Property Rights- A 2-Way Street

Anyone who has ever heard me speak publicly knows that among my many underlying beliefs is a fairly obvious one about 100-year old structures.  Simply put, while we may disagree on what to do them or how to regulate them, the one thing we should all be able to agree upon is that they are not making any more of them.  

Earlier this week I trotted that phrase out in a study session, where a city was evaluating the wisdom of taking the first tentative steps down the road that could lead to the identification and yes, designation, of some its earliest buildings as “historic.”  This being Oregon, where private property rights are held in high regard, several participants voiced concern about maintaining an owner’s ability to do what they want with their property and not encumbering anyone with a bunch of regulation or "telling" them what to do.

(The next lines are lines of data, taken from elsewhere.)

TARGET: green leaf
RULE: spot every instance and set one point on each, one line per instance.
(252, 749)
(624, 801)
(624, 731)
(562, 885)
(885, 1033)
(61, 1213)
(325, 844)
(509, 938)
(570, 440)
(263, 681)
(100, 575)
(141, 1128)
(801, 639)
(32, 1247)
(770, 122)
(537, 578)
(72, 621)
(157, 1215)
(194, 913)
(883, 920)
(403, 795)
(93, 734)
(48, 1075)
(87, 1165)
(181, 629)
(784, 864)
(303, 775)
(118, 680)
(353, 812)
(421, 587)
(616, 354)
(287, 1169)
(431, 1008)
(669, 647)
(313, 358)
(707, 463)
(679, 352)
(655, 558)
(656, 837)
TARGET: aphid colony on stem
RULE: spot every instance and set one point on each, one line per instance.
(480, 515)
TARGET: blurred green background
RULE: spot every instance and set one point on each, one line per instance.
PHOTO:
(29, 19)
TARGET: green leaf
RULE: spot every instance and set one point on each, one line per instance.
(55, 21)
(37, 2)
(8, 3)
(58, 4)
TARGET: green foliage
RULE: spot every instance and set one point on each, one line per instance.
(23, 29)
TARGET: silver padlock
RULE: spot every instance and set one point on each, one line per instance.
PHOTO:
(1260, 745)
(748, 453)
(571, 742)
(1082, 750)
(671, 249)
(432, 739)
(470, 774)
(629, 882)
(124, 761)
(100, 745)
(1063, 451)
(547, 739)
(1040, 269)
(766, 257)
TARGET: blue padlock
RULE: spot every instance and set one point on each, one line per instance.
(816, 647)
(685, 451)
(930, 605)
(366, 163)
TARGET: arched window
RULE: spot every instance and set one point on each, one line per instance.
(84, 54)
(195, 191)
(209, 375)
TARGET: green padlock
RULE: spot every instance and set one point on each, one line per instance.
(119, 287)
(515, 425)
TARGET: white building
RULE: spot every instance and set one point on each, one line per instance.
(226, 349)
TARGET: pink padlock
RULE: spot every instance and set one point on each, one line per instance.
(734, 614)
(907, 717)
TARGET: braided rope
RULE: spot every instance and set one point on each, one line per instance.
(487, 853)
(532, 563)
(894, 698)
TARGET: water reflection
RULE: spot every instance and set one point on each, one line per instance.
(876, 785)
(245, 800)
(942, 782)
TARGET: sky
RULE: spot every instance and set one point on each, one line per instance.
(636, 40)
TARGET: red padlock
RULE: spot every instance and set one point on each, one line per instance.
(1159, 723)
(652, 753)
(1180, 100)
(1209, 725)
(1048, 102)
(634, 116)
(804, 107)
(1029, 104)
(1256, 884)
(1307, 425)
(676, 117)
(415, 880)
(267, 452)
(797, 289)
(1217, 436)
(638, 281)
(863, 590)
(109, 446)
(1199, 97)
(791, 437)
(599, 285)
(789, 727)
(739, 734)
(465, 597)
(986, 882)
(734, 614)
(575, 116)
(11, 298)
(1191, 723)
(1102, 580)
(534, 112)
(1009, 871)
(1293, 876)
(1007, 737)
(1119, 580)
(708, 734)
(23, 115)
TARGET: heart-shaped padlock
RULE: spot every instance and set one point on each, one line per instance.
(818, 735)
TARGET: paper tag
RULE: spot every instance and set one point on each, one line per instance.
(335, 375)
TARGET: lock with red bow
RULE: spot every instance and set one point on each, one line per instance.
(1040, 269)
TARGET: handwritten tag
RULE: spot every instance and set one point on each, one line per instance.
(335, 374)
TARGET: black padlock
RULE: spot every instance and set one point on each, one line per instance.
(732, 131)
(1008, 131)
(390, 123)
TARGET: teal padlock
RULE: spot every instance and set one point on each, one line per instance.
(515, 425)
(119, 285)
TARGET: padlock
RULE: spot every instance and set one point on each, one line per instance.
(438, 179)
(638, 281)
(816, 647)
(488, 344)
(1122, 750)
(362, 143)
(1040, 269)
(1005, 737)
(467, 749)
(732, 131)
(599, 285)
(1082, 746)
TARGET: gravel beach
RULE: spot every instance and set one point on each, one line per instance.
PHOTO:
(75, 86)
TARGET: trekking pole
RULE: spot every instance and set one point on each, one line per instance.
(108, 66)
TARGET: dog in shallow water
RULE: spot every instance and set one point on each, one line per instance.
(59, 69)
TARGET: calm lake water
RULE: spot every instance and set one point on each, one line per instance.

I think property rights are a two-way street.  Sure, an owner should have some ability to use their property as they see fit, unfettered by burdensome regulation.  Everyone gets that, if only because millions of dollars are spent by real estate and property rights advocates to make sure that we, and our legislators, do.  The other side of the property rights street, however, rarely gets any press.  That side is that every property owner should have the assurance that their NEIGHBORS have some requirement to use their property in a sane and responsible manner.  Put another way, nobody ever wants “the gummit” telling them what to do, but nearly everyone, at least anyone living in an urban context, relies upon the government to corral their crazy neighbors and get the junker cars off the front lawn, tone down the wild parties, reduce the scale of the mammoth sun-blocking addition, or re-paint in something (anything!) other than that awful (fill in the bright color scheme of your choice). 

We all, especially we that call ourselves preservationists, need to understand that historic designation is just a tool, not an end.  I happen to think it’s an important tool, and I hope you and others agree.  But knowing the history and comparative value associated with a particular property does not, and in general should not, mandate its survival by definition.  Not all historic properties, no matter how significant, are capable of being restored to begin with, or even should be restored.  Cities, communities, have other values (open space, habitat restoration, economic development, etc.) that very often, and very appropriately, outweigh historic values.  It is, ultimately, up to cities, communities, and yes, even property owners, to weigh each of those values fairly and with full understanding, so as to determine the best course.  Obviously that choice may not always be historic preservation, and that, sad it can be, is still entirely understandable.

The thing is, you can’t weigh the value of historic significance, or the potential benefit of restoration, if you are unaware of history.  And you can’t or shouldn’t relegate historic values to some second tier “it’s nice to do if nothing else is available” approach, especially if you are leaving that decision up to the property owner. All too often, in our transitory culture where people move on the average of every few years, a community’s most prized possessions can be placed in the hands of individuals or entities that have little understanding, or connection, to its history or culture.  Do you really want McDonald's deciding the future of important resources in your city?  And if you are opposed to McDonalds (or Chevron, or whomever) having that power, why on earth would you give that sole authority to Mr. & Mrs. Jones, or "Bill," that nice guy that works at the market?"  

Education, knowledge, is a good and essential thing.  Ask any decision-maker worth his or her salt.  Knowing, identifying, and understanding the history of a community, its context, allows us to fully appreciate the role that this or that property may play in creating its character.  And in some cases, regulation to protect key properties with high value to the community as a whole is and should be an important part of what a forward-thinking community does.  Some properties are simply too rare, too irreplaceable, and too important to the community’s character, to relegate their existence to the hands of the highest bidder, no matter whom they may be.

All cities live and die, both financially and qualitatively, by the investment they can encourage, both for new construction and restoration.  It is unrealistic to ask or expect somebody, anybody, to invest in their property while not providing them some assurance that if they do, their neighbor won’t put in a Pig Farm, or God-forbid, a strip mall (!) next door.  Neighbors and communities have property rights too.